The core-most claims within the notion of a “new form of human civilization” have to do with the legitimacy of the CCP under Xi Jinping’s leadership. But we can also see clearly in the passage above how the concept has become central in Xi’s third term to broader notions of Chinese soft power — exactly as the CCP scholar Sun Zhengyu posited early on in his writings (see above). Ultimately, China’s “new form of human civilization” can be understood as the fancy gift box in which the CCP leadership hopes to pack 1) a set of value claims that legitimize its leadership at home, and 2) a coherent set of aspirational values abroad that serve China’s strategic interests — particularly in the Global South.
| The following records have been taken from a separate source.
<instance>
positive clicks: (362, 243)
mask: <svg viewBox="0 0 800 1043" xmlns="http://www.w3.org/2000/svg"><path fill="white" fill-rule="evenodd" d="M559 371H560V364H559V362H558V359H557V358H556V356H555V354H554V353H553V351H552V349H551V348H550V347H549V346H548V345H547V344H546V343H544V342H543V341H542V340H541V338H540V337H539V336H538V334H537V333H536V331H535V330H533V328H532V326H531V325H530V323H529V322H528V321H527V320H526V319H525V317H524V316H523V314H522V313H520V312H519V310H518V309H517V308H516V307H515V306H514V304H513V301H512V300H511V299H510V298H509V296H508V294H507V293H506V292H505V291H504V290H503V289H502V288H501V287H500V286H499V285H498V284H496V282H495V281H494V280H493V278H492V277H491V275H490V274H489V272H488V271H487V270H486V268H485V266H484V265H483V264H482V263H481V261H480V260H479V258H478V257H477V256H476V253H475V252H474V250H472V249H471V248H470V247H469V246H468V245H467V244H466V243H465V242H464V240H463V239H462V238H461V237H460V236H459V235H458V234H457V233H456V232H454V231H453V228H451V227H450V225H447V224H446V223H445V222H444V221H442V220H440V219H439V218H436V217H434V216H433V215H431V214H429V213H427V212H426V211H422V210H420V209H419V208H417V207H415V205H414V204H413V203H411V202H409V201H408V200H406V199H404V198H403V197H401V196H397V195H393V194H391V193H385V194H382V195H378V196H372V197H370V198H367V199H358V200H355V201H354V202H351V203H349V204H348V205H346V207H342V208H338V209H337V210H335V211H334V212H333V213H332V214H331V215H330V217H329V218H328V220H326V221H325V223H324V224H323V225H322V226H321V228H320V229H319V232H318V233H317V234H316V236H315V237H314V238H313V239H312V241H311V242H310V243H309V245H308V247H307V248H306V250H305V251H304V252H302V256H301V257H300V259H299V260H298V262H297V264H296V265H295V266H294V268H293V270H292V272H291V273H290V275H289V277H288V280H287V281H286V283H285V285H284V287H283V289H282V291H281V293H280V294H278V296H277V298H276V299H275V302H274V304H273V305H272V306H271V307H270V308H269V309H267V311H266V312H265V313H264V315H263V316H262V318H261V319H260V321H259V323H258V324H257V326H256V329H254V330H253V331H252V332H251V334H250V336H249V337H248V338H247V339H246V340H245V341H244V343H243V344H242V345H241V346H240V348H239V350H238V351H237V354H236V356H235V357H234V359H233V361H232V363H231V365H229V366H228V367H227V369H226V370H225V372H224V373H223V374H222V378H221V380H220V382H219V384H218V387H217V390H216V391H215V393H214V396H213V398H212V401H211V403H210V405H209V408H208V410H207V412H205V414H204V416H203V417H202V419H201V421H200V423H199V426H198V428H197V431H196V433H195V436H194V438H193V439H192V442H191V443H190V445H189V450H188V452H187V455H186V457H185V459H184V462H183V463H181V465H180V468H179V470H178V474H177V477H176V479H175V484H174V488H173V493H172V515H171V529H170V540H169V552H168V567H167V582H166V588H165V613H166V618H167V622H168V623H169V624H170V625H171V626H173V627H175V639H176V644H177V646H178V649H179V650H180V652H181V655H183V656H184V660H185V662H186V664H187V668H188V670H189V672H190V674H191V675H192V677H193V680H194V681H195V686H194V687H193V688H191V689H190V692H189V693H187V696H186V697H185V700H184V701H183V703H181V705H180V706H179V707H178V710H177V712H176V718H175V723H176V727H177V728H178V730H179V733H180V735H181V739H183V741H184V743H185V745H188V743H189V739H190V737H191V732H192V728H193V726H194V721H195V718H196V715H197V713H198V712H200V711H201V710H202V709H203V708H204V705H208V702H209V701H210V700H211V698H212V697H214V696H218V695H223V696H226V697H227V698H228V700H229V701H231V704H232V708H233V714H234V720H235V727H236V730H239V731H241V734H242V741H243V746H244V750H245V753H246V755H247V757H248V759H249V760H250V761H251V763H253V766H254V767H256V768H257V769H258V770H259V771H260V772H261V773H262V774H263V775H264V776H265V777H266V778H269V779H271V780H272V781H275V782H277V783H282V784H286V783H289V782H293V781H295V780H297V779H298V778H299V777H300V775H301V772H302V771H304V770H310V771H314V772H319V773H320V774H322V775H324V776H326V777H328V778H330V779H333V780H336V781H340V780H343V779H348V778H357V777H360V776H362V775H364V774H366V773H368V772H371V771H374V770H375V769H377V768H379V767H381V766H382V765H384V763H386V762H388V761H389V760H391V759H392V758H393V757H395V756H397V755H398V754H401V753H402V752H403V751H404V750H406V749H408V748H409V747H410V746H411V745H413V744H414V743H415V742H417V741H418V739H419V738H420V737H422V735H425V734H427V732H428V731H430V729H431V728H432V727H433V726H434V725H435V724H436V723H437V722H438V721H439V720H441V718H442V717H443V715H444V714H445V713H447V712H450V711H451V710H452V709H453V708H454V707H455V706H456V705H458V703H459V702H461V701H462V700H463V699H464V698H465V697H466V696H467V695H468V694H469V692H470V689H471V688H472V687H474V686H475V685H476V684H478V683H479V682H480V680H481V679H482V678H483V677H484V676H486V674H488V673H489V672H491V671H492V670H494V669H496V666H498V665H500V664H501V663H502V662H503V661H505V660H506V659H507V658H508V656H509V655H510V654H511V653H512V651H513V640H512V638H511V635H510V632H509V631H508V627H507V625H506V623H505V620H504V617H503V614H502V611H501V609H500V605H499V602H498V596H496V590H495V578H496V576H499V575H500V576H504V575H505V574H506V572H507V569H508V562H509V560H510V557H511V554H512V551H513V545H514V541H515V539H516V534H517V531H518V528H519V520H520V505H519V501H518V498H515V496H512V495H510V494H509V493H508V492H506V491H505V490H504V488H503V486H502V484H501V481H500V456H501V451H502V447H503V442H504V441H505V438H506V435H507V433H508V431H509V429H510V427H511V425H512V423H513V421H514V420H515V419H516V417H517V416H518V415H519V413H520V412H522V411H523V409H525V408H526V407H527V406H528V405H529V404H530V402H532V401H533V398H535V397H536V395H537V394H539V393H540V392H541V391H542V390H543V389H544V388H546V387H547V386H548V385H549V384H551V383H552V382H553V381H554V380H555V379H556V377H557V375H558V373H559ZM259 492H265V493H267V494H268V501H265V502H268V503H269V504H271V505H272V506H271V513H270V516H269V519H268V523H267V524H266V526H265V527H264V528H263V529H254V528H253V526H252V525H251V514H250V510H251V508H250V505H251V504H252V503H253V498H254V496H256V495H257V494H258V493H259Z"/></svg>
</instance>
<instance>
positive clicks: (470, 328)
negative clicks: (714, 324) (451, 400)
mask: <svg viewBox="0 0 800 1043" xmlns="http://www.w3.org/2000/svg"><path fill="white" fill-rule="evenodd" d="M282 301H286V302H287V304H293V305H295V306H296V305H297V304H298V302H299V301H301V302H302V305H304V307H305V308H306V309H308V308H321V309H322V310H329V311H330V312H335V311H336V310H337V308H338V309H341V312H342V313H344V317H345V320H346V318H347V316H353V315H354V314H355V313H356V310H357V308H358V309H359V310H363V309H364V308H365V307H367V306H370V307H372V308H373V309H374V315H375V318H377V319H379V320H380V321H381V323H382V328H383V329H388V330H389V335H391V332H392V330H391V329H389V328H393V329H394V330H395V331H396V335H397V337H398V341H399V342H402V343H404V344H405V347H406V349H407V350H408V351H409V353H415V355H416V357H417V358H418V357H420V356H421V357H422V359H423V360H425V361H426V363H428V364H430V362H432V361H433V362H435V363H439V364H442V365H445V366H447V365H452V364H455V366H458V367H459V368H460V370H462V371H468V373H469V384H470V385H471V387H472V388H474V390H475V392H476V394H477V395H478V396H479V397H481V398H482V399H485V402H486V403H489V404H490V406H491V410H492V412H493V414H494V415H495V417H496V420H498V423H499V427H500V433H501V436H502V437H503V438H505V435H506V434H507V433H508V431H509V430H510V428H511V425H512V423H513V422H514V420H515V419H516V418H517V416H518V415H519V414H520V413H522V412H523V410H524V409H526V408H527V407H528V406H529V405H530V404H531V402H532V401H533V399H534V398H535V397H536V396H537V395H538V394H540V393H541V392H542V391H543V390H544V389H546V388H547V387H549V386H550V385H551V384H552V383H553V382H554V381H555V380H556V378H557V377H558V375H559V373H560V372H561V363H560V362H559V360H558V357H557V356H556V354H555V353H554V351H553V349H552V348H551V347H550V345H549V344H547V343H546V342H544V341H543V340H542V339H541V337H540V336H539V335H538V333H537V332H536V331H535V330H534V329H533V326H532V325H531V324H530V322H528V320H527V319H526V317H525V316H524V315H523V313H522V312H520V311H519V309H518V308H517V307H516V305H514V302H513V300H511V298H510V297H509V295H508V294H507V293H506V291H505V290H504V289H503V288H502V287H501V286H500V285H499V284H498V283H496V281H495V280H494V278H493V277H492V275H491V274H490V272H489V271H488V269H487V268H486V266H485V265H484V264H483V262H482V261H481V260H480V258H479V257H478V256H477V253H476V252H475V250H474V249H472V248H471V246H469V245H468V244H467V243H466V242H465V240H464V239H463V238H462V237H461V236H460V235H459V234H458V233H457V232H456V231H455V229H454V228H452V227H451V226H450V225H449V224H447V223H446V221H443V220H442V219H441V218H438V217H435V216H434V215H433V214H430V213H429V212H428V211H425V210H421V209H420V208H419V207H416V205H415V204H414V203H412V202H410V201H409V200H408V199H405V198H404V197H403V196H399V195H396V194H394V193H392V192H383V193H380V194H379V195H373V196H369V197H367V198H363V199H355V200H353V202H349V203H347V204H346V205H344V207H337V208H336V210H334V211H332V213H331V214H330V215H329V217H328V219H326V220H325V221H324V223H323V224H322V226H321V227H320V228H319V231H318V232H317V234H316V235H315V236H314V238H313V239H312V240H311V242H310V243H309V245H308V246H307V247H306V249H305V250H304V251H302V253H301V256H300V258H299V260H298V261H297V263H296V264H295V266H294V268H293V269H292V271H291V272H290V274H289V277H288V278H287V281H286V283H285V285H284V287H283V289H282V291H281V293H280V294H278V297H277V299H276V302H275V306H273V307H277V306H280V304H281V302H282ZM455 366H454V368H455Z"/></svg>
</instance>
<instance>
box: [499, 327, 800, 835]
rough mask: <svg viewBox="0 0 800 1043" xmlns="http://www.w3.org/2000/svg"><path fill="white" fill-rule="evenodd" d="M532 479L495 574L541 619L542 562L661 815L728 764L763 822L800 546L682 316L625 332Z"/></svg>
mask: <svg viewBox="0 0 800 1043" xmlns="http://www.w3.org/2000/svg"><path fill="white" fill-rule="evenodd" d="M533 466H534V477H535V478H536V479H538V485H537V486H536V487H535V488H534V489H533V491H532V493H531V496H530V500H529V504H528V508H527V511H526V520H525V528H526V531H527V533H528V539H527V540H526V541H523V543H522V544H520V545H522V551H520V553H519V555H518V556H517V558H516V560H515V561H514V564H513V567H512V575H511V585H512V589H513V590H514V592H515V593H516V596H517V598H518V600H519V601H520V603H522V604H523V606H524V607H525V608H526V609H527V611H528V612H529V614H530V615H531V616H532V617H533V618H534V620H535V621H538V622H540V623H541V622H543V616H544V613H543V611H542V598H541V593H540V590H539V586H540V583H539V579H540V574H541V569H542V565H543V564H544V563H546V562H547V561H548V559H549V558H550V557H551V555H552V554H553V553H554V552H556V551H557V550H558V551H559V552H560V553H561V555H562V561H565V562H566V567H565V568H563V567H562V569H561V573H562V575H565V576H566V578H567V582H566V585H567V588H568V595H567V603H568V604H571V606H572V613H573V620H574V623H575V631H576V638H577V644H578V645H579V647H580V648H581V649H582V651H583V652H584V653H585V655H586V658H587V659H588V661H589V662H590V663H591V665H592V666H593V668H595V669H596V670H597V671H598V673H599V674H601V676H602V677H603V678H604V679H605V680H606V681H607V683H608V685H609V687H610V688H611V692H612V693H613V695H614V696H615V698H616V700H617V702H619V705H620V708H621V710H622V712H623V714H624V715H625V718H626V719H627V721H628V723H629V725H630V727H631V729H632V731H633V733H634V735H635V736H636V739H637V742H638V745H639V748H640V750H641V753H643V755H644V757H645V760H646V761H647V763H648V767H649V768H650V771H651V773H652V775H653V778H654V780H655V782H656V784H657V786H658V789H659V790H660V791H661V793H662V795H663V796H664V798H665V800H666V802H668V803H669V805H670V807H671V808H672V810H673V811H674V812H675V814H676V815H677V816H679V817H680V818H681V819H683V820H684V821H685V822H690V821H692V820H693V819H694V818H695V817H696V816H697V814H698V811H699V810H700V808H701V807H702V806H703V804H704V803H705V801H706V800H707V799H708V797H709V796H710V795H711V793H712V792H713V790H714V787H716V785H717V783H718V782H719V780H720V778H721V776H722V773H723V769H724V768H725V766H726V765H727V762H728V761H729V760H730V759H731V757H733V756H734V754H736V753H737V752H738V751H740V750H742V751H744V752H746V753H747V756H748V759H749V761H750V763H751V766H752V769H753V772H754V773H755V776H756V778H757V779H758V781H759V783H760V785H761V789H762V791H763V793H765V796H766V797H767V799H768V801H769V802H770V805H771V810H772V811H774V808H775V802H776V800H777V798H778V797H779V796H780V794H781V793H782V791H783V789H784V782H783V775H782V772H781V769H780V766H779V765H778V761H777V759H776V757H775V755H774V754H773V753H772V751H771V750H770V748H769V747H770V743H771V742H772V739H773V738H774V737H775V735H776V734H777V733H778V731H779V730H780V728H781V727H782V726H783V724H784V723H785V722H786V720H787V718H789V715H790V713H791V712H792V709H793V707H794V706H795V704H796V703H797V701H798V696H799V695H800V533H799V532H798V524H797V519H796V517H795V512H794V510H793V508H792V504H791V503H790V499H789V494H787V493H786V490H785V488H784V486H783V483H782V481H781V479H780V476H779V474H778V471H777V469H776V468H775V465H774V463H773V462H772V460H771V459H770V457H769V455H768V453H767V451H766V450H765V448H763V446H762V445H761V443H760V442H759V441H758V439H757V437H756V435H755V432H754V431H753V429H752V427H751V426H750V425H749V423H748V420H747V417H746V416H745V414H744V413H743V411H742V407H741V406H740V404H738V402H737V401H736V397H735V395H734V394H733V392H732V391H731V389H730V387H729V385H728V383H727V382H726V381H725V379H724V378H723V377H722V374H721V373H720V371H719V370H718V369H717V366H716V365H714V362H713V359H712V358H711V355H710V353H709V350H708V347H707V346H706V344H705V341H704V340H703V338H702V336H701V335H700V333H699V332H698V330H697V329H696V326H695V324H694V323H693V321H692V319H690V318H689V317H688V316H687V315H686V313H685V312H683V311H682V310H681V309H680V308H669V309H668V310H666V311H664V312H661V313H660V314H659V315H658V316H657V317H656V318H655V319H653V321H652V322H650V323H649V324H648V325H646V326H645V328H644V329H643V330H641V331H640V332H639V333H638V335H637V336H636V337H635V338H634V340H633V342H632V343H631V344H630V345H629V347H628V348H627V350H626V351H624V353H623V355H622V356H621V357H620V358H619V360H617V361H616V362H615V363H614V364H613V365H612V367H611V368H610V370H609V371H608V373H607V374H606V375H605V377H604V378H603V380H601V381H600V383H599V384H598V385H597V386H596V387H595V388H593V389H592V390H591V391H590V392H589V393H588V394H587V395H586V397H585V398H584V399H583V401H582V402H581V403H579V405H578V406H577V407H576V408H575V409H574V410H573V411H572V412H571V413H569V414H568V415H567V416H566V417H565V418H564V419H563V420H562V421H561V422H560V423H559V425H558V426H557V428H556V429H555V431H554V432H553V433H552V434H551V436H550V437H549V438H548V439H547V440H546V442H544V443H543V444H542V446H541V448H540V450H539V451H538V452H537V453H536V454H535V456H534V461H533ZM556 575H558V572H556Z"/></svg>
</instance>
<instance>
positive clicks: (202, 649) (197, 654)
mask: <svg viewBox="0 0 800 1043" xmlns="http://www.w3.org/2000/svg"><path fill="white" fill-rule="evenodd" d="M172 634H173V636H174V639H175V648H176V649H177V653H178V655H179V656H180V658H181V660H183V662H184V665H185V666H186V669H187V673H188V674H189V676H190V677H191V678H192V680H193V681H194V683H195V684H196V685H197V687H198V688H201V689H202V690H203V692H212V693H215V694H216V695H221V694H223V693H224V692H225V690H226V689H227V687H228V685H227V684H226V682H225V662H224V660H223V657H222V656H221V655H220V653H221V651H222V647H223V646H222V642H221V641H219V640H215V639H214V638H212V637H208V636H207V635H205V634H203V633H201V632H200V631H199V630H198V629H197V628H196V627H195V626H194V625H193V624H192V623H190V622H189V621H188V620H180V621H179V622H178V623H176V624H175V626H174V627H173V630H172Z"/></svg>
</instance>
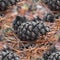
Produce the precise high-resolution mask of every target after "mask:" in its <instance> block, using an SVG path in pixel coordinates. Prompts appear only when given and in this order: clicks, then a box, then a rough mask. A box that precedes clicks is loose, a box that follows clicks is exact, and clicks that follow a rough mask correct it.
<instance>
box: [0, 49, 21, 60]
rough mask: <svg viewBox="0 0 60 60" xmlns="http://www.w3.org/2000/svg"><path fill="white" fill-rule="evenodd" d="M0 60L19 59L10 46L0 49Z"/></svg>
mask: <svg viewBox="0 0 60 60" xmlns="http://www.w3.org/2000/svg"><path fill="white" fill-rule="evenodd" d="M0 60H20V58H19V56H17V55H16V54H15V53H14V52H13V51H12V50H11V49H10V48H4V49H2V50H1V51H0Z"/></svg>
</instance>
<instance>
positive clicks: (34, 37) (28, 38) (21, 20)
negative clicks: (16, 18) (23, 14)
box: [13, 17, 49, 41]
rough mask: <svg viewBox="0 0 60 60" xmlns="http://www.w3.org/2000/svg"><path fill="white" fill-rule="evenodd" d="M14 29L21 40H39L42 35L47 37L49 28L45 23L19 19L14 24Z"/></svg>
mask: <svg viewBox="0 0 60 60" xmlns="http://www.w3.org/2000/svg"><path fill="white" fill-rule="evenodd" d="M13 28H14V30H15V32H17V35H18V37H19V38H20V39H21V40H26V41H33V40H37V39H38V38H39V36H40V35H46V33H47V32H48V31H49V27H48V26H46V25H45V24H44V23H43V22H37V21H34V20H33V21H28V20H27V19H24V18H21V17H17V19H15V21H14V23H13Z"/></svg>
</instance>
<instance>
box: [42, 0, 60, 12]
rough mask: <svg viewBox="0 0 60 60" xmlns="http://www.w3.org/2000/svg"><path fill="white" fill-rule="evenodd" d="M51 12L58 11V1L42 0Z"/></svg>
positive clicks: (59, 3)
mask: <svg viewBox="0 0 60 60" xmlns="http://www.w3.org/2000/svg"><path fill="white" fill-rule="evenodd" d="M43 2H44V3H46V4H47V5H48V7H49V8H50V9H51V10H54V11H57V10H60V0H43Z"/></svg>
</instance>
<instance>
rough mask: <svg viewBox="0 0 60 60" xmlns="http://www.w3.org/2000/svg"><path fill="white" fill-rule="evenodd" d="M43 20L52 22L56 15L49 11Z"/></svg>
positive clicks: (43, 18)
mask: <svg viewBox="0 0 60 60" xmlns="http://www.w3.org/2000/svg"><path fill="white" fill-rule="evenodd" d="M43 20H44V21H46V22H51V23H53V22H54V21H55V17H54V15H53V14H51V13H48V14H46V15H45V16H44V18H43Z"/></svg>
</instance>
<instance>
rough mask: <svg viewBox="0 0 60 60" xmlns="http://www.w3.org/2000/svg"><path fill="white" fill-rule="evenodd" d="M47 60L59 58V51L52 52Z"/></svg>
mask: <svg viewBox="0 0 60 60" xmlns="http://www.w3.org/2000/svg"><path fill="white" fill-rule="evenodd" d="M47 60H60V52H59V51H58V52H54V53H52V54H51V55H50V56H49V57H48V59H47Z"/></svg>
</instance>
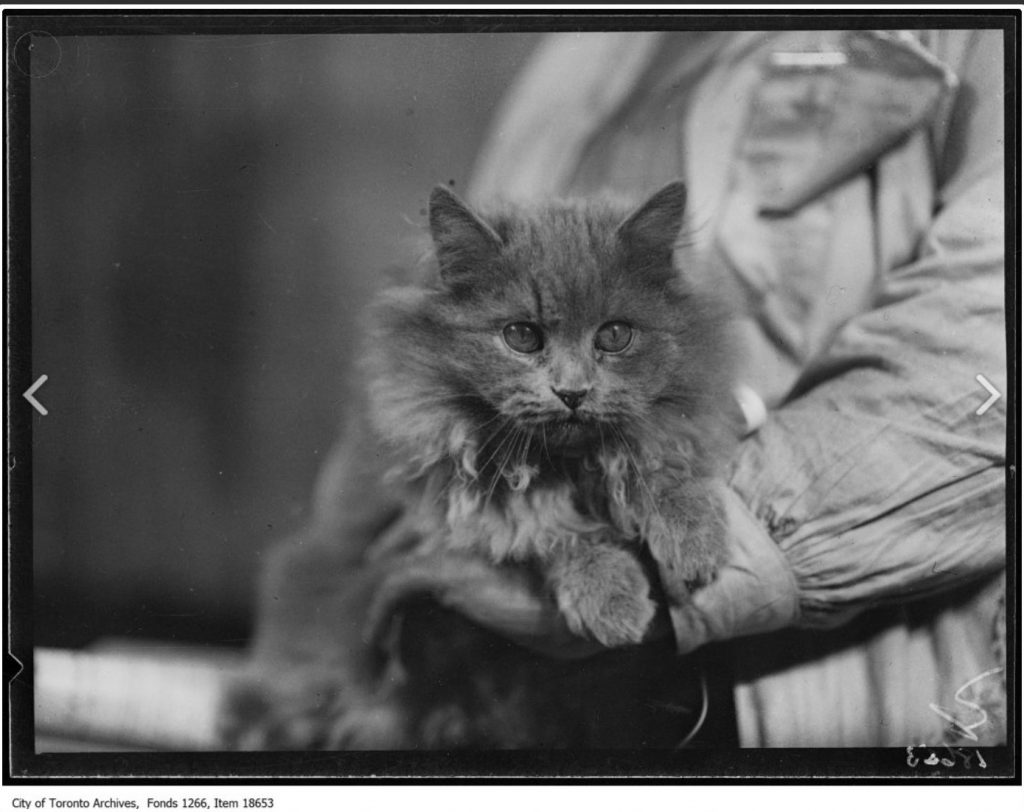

On this last point, it is important to observe that the claim to the “new” made by this phrase refers concretely to the supposed difference between China’s value propositions and those of the West. State media have gone to great lengths since the 20th National Congress in 2022 to emphasize that “the Western path to modernization and development model” (西方现代化道路和发展模式) is not the only model, nor is it the “ultimate model” (终极模式). They have spoken of “dispelling the myth that ‘modernization = westernization'” (打破了“现代化=西方化”的迷思).

These explanations of what “Chinese-style modernization” and the new civilization are not go a long way to explaining the basic function they are ultimately meant to serve — namely, the defense of CCP legitimacy both at home and abroad. And they are a reminder, too, that Chinese notions of soft power are often hard-edged with defensiveness, less about confident appeal than about desperately and insistently hanging tight.